UCA News

Thugs beat up Bangladeshi pastors over disputed pond

Church officials say attack is part of land-grab bid by local politicians
Thugs beat up Bangladeshi pastors over disputed pond

Christians protest against a Jan. 20 attack on Protestant pastors by local thugs allegedly linked to ruling Awami League party over a disputed pond in Gopalganj district of Bangladesh. (Photo supplied)     


Published: January 22, 2018 08:32 AM GMT
Updated: January 22, 2018 08:35 AM GMT

Three Protestant pastors were assaulted and an inter-church gathering disrupted by thugs in Bangladesh in a row over a disputed pond.

The three pastors were beaten with sticks and punched on Jan. 20 during an annual volunteers meeting at the St. Mothurnath Assemblies of God (AG) Church in Gopalganj district, south west of the capital Dhaka.

The clerics were catching fish in the pond adjacent to their church when they were set upon by up to five men. All three suffered cuts and bruises.

A dispute over the pond between the church and local politicians from the ruling Awami League party has been ongoing since 2014.

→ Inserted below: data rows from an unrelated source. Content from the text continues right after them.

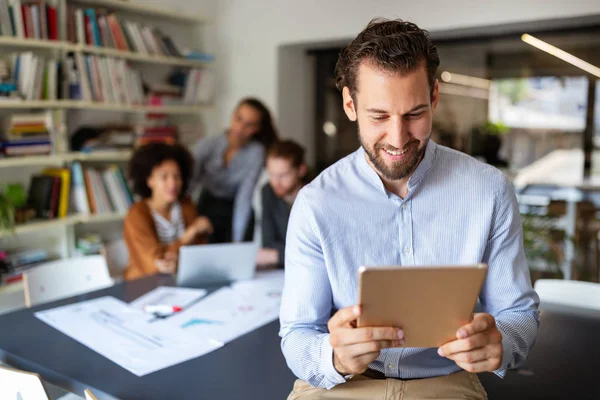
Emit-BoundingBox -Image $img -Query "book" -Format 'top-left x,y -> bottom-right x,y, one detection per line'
70,161 -> 90,214
27,174 -> 54,219
43,167 -> 70,218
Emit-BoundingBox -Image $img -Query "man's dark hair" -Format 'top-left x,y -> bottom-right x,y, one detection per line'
334,18 -> 440,98
128,143 -> 194,199
267,140 -> 305,168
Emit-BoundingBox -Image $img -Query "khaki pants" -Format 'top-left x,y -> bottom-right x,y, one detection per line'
288,371 -> 488,400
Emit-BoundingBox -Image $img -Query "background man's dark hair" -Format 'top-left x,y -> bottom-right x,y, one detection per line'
334,18 -> 440,98
267,140 -> 306,168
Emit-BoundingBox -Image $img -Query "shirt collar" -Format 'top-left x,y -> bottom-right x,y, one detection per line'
355,140 -> 438,197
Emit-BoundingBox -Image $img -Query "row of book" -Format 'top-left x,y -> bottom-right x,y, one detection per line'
67,6 -> 183,58
2,52 -> 214,105
8,52 -> 59,101
66,53 -> 144,104
71,162 -> 134,215
26,162 -> 133,220
1,111 -> 53,156
0,0 -> 59,40
0,248 -> 50,285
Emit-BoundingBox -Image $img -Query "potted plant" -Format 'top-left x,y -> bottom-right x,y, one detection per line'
473,121 -> 510,167
0,191 -> 15,234
521,213 -> 564,282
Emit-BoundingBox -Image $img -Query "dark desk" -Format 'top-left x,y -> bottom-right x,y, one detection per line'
0,275 -> 297,400
1,277 -> 599,400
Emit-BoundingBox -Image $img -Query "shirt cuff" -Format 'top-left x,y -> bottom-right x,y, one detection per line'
320,335 -> 348,388
493,327 -> 514,378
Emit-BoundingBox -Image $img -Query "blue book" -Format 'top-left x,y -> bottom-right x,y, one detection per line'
84,9 -> 102,46
13,55 -> 20,83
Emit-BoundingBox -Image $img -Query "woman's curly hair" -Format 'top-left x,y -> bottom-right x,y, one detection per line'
128,143 -> 194,199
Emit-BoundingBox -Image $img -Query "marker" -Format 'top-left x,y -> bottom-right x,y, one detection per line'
144,305 -> 183,314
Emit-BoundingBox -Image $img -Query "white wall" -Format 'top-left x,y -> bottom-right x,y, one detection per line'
211,0 -> 600,157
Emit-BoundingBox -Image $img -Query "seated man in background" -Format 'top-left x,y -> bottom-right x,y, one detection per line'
123,143 -> 213,280
256,140 -> 307,268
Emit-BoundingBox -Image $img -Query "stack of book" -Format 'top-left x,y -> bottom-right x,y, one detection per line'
134,112 -> 178,146
67,6 -> 185,58
147,82 -> 181,106
0,0 -> 59,40
1,111 -> 53,157
64,53 -> 143,104
70,162 -> 134,215
0,248 -> 50,285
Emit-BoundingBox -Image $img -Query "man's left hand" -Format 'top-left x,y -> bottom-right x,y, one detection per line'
437,313 -> 503,373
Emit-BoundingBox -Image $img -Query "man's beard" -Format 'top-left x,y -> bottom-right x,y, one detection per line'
360,130 -> 428,181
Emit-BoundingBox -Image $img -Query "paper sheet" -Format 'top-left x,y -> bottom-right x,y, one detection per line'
34,271 -> 285,376
35,296 -> 222,376
129,286 -> 208,311
161,270 -> 285,344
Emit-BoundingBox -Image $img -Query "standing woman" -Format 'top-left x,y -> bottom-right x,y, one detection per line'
190,98 -> 278,243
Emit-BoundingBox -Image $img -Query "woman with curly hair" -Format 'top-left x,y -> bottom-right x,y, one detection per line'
190,97 -> 278,243
123,143 -> 213,280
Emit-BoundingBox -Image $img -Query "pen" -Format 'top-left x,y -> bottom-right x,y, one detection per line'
144,305 -> 183,314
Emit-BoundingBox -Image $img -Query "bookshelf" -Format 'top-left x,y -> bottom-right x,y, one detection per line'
0,150 -> 132,168
68,44 -> 211,68
0,100 -> 212,113
0,37 -> 213,69
0,37 -> 66,50
0,0 -> 212,288
0,212 -> 126,239
68,0 -> 209,23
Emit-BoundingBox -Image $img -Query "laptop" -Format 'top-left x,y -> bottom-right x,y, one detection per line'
177,242 -> 259,287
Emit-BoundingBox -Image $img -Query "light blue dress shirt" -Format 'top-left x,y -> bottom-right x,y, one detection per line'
280,141 -> 540,389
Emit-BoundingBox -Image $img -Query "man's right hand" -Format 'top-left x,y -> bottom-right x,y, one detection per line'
328,305 -> 404,376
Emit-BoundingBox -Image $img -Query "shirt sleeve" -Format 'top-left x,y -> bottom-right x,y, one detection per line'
481,177 -> 540,376
279,191 -> 347,389
123,209 -> 184,276
261,185 -> 286,266
188,136 -> 215,196
232,145 -> 264,242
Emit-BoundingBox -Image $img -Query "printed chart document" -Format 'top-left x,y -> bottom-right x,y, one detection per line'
129,286 -> 208,311
35,271 -> 285,376
161,270 -> 285,344
35,296 -> 222,376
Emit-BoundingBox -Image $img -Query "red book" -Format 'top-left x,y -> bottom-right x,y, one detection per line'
48,176 -> 61,219
47,6 -> 58,40
107,14 -> 126,50
23,5 -> 32,38
84,14 -> 93,45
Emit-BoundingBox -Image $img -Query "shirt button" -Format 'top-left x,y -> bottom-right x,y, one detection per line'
387,364 -> 394,369
404,247 -> 411,254
402,204 -> 407,210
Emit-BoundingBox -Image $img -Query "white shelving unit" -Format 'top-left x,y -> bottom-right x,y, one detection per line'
69,0 -> 209,23
0,1 -> 210,290
0,100 -> 212,113
0,212 -> 127,239
68,44 -> 211,68
0,150 -> 132,168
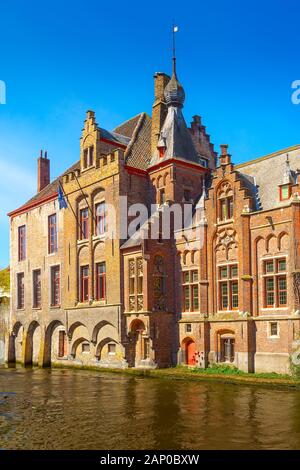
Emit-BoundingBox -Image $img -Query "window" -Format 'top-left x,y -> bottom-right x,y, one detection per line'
82,343 -> 90,353
83,146 -> 94,168
96,262 -> 106,300
48,214 -> 57,254
159,189 -> 166,205
17,273 -> 24,309
33,269 -> 41,308
128,258 -> 143,312
80,208 -> 89,240
58,331 -> 66,358
108,343 -> 116,355
280,184 -> 291,201
185,323 -> 192,333
51,265 -> 60,307
263,258 -> 287,308
95,202 -> 106,236
182,270 -> 199,312
269,322 -> 279,337
80,265 -> 89,302
219,196 -> 233,221
18,225 -> 26,261
218,264 -> 239,311
184,189 -> 191,202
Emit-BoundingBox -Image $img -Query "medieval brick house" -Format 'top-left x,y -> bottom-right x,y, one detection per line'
7,59 -> 300,373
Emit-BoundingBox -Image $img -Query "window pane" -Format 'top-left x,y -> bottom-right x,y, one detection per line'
183,271 -> 190,283
220,200 -> 226,220
220,267 -> 228,279
183,286 -> 190,311
281,185 -> 289,200
231,281 -> 239,308
278,259 -> 286,272
192,270 -> 198,282
270,322 -> 278,336
265,261 -> 274,273
231,265 -> 238,278
192,285 -> 199,310
221,282 -> 228,309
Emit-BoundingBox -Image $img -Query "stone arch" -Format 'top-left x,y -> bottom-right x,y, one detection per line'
128,319 -> 147,367
157,175 -> 163,188
68,321 -> 88,341
181,337 -> 196,365
266,234 -> 277,253
24,321 -> 42,366
43,320 -> 65,367
278,231 -> 289,251
8,321 -> 23,364
92,320 -> 116,344
163,172 -> 169,186
95,337 -> 118,359
71,337 -> 90,357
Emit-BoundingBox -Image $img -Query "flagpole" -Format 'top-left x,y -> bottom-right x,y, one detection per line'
58,179 -> 85,240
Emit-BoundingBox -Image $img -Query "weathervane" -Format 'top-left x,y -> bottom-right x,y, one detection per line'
172,22 -> 179,75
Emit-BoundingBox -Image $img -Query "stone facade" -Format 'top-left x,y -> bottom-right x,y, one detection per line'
6,62 -> 300,374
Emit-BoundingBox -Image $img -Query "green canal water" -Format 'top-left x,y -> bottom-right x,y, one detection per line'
0,367 -> 300,450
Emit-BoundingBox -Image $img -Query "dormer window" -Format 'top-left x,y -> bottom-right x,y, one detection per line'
158,147 -> 165,158
83,146 -> 94,168
279,184 -> 291,201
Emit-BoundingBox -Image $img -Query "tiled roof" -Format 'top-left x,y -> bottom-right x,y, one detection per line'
235,144 -> 300,211
124,112 -> 152,170
113,114 -> 144,138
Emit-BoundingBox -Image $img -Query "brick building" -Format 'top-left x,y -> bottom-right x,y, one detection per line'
6,59 -> 300,373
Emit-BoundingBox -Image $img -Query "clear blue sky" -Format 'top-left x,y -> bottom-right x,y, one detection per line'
0,0 -> 300,267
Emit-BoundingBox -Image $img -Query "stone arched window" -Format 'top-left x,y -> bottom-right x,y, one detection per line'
153,255 -> 166,311
217,181 -> 234,221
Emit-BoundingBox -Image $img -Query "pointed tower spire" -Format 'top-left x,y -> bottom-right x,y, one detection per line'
149,26 -> 200,166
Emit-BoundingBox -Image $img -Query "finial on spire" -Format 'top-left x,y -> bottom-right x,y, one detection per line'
172,23 -> 178,76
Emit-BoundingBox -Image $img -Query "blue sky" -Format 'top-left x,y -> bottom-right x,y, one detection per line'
0,0 -> 300,267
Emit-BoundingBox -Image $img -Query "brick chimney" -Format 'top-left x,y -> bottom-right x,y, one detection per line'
38,150 -> 50,192
219,144 -> 232,166
151,72 -> 170,155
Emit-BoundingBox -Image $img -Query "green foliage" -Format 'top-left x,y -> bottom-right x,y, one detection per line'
0,268 -> 9,292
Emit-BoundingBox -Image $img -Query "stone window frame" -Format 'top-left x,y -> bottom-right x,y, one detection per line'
268,321 -> 280,339
32,268 -> 42,309
128,257 -> 144,312
217,263 -> 239,312
182,269 -> 199,313
262,256 -> 287,309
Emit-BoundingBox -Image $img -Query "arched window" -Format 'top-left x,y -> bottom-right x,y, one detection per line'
218,182 -> 234,221
153,255 -> 166,311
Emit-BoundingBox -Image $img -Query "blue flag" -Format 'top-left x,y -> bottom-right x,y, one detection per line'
58,184 -> 68,209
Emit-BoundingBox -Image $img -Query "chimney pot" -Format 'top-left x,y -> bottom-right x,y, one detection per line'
38,150 -> 50,192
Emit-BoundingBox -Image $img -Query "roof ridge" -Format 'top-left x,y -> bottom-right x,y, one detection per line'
235,144 -> 300,169
124,112 -> 147,160
113,112 -> 145,132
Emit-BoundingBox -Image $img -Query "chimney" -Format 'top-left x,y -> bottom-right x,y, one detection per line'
38,150 -> 50,192
151,72 -> 170,155
219,144 -> 231,166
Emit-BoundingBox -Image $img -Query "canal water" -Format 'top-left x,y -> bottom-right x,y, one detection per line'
0,367 -> 300,450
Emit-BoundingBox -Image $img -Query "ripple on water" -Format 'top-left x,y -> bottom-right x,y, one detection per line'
0,368 -> 300,450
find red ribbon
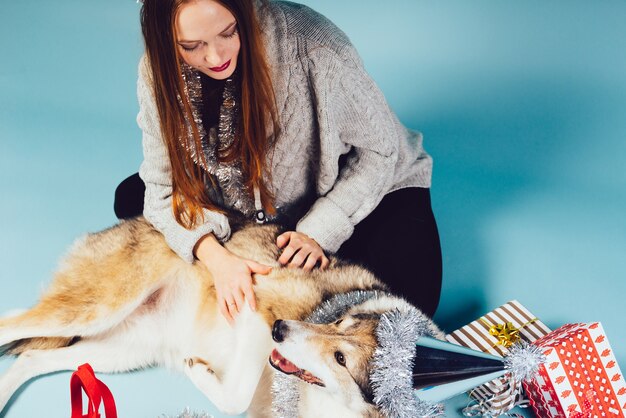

"Since 1948, the church has been the legal owner of the property and we have all the documents to prove it. Some politicians have been trying to grab it since 2014," Anukul Biswas, pastor in-charge of the church told ucanews.com.

"We have protested against the assault in the strongest of terms," he added.

Church authorities filed a case with local police immediately after the assault on Jan. 20 against five persons but no one has been arrested yet, he said.

Mokhlesur Rahman, a senior local government official confirmed the pond was the legal property of the church.

Attacks against Christians over disputed property is nothing new, says Father Mintu Boiragi, convener of the Justice and Peace Commission in Catholic Barisal Diocese, which covers the area.

"In southern Bangladesh, Christians face pressure from influential locals as churches own property in many areas. Christians are a minority and powerless, so they are vulnerable to violence as they cannot do much against their aggressors," the priest told ucanews.com.